"How do you know?" Ward glanced over his shoulder at the stack, then humorously at her. He recognized the futility of trying to fool Billy Louise, but he was in the mood to tease her.
"Humph! I've helped stack hay myself, if you please. I can tell a one-man stack when I see it. Who did you get to help? Junkins?"
"No, a half-baked hobo I ran across. I had him here a month."
"Oh! Are those your horses down there? They can't be." Last April, Billy Louise had been very well informed as to Ward's resources. She was evidently trying to match her knowledge of their well-defined limitations with what she saw now of prosperity in its first stages.
"They are, though. A dandy span of mares. I got a bargain there."
Billy Louise pondered a minute. "Ward, you aren't going into debt, are you?" Her tone was anxious. "It's so beastly hard to get out, once you're in!"
"I don't owe anybody a red cent, William Louisa. Honest."

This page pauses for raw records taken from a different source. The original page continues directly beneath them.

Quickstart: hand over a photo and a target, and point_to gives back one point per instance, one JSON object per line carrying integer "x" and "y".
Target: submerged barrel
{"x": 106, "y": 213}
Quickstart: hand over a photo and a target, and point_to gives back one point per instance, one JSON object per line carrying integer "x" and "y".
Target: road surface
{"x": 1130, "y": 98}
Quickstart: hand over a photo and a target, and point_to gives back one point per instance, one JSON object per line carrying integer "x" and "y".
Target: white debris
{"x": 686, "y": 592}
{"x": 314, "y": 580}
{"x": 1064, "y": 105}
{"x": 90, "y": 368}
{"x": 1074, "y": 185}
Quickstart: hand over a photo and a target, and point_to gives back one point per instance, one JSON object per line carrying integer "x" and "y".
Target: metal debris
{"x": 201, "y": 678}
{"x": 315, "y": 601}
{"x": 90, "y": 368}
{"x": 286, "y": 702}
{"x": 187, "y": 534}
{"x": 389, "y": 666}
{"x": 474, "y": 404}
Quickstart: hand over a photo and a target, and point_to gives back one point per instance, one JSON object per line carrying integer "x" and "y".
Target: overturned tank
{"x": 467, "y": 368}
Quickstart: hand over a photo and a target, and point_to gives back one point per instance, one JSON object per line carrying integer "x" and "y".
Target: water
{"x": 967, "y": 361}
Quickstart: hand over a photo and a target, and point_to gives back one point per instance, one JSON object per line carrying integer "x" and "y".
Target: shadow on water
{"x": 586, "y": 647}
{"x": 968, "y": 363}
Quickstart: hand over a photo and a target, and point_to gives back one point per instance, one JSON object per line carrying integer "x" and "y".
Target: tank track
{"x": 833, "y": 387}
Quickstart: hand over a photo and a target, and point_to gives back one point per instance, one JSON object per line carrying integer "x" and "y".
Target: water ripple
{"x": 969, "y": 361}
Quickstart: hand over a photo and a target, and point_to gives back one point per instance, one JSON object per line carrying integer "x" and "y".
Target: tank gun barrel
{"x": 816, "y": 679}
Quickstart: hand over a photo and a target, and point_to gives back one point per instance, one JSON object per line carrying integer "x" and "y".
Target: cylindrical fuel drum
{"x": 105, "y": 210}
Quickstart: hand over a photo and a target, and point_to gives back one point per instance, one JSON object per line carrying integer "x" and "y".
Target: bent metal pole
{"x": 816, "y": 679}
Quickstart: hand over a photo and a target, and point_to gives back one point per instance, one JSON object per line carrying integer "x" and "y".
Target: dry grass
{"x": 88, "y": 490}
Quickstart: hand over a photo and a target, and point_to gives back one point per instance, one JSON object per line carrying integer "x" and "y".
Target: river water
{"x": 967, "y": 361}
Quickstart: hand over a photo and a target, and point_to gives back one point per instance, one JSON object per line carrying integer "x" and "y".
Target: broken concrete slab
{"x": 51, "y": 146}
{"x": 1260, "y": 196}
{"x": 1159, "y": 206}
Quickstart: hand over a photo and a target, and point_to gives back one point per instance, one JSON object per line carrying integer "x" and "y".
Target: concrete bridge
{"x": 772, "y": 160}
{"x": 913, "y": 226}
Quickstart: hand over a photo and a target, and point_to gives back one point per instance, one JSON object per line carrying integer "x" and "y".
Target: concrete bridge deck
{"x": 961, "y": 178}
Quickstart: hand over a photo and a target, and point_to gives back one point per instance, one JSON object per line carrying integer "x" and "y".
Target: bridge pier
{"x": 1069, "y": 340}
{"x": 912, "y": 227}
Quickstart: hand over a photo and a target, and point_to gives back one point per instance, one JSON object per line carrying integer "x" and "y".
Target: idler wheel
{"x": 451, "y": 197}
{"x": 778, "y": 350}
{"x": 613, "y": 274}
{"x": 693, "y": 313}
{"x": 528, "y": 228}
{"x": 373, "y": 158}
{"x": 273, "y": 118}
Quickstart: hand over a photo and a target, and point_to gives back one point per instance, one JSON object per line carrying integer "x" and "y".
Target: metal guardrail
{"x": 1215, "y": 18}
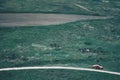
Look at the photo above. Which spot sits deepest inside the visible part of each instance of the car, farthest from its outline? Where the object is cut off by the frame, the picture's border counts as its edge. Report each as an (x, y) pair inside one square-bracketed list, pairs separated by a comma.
[(96, 66)]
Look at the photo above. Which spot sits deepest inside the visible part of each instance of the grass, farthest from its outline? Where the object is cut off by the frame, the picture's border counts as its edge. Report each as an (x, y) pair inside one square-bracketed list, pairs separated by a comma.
[(64, 45), (97, 7), (61, 45)]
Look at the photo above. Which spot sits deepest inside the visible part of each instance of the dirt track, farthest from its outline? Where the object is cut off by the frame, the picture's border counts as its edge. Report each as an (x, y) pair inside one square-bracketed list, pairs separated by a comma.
[(58, 67), (30, 19)]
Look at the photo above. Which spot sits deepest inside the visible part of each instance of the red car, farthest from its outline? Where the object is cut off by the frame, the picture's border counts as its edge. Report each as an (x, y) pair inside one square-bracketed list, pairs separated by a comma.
[(97, 67)]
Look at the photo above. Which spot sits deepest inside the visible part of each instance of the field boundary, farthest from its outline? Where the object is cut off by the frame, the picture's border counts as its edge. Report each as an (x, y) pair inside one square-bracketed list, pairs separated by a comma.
[(58, 67)]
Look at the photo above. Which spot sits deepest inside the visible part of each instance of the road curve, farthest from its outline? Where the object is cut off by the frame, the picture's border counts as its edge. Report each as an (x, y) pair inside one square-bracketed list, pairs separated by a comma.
[(58, 67), (30, 19)]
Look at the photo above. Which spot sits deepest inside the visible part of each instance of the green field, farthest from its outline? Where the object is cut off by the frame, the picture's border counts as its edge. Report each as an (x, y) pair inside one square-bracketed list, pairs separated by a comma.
[(77, 44), (96, 7)]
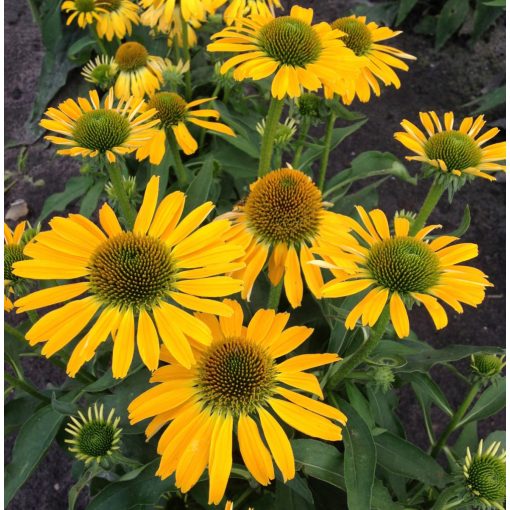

"Well, but—" Billy Louise looked at him from under puckered brows.
Ward laughed oddly. "I've been working, William. Last spring I—hunted wolves for awhile; old ones and dens. They'd killed a couple of calves for me, and I got out after them. I—made good at it; the bounty counts up pretty fast, you know."
"Yes-s, it does." Billy Louise bit her lips thoughtfully, turned and looked back at the haystack, at the long line of new, wire fence, and at the two heavy-set mares feeding contentedly along the creek. "There must be money in wolves," she remarked evenly.